We like to laugh at Pixie Lott don't we. How we laugh!
HA. Pixie Lott with her songs that aren't selling as well as the songs that sold well.
HA HA. Pixie Lott with those endorsement deals she does that aren't quite as classy as those endorsement deals Beyoncé does.
HA HA HA. Pixie Lott with her appearance on Strictly Come Dancing.
HA HA HA HA. Pixie Lott who has the audacity to carry on with her career even though you listen to 'Boom Clap'.
HA HA HA HA HA. Pixie Lott with her covetable lifestyle, her strong vocal talent, her double platinum debut album, her eye-wateringly hot model boyfriend and her decent public profile, but let's ignore all the stuff she's got going for her because HA HA HA HA HA HA.

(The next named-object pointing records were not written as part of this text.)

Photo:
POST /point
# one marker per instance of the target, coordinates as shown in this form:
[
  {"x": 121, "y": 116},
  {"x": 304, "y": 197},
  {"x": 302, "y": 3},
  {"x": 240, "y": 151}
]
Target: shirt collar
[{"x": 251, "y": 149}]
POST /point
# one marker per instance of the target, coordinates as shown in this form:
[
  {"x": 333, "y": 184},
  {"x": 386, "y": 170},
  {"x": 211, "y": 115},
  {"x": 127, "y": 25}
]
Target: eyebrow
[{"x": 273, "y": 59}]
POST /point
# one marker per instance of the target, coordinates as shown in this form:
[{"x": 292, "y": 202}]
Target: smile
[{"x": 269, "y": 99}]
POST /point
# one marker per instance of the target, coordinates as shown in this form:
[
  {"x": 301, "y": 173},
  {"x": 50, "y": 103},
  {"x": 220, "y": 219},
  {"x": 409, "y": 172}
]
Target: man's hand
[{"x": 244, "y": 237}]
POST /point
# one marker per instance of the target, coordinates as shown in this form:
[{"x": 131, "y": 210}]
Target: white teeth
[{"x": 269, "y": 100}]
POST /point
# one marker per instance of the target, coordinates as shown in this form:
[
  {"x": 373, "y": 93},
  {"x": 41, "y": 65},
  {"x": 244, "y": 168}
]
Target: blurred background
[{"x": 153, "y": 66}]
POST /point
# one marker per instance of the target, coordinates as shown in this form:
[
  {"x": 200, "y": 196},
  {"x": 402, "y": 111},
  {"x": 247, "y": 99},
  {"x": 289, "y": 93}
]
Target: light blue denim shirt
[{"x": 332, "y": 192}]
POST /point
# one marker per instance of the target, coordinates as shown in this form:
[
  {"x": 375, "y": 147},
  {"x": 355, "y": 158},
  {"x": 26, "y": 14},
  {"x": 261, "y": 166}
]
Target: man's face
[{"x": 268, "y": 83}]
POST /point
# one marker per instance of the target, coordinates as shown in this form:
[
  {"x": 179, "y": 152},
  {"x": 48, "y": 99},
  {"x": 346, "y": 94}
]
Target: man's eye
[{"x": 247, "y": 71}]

It's no secret that Pixie's most recent comeback single 'Nasty' was a load of old shit and the last thing she needed at a point in time when only a certified belter would really have done the trick in terms of full-on career resuscitation, and it's also true that 'Break Up Song' is a good song.
So what do we all do?
Do we as music fans ignore this good single because other people consider Pixie Lott a laughing stock? Or do we say, actually, fuck that, let's give it a few listens over the next few weeks, let's enjoy it when it's on the radio (caveat: this song will probably not be on the radio for reasons outlined below), and let's maybe come across it a few years from now quite by accident and think to ourselves "actually do you know what it's nice to hear this again"?
Obviously it is the year 2014. XCX AD. 'Break Up Song' doesn't really sound very 2014 any more than Pixie Lott seems like the sort of artist who'd get a record deal in 2014. But are we so obsessed with living every minute of our lives on the bleeding edge of pop that every song we let into our ears has to have MNEK or someone off The Hype Machine or one of Dr Luke's team somewhere in the writing and production credits, or a sodding banjo in the mix?
'Break Up Song' is a good song. It is not a song that will change the world. It is not the second coming of 'We Found Love'. It's somewhere above a 6/10 and somewhere below a 7/10.
Yes, we know, 'good enough' isn't good enough. Demand excellence at all times from all popstars. Blah blah blah. But are there so many a‑list world class 10/10 Max Martin-level epic bangers floating around that we can consume a balanced pop diet by only listening to those songs?
You don't have to buy Pixie's album. In fact we'd strongly suggest you don't, because it's not very good. But that's not the point. The point is that not everything in pop has to be your next obsession. It's fine to just like something. You don't have to spend £18.99 (or whatever Pixie's rate is) on a VIP meet and greet ticket. You don't have to declare your undying love for Pixie Lott on Facebook. You don't have to get "MAMA DO" tattooed repeatedly up and down the length of your cock.
Pop music needs its Charlis. But sometimes it also needs its Pixies. It needs people who'll knock out a good song every now and again. It needs popstars who'll turn up on time, sing a good song well and get out.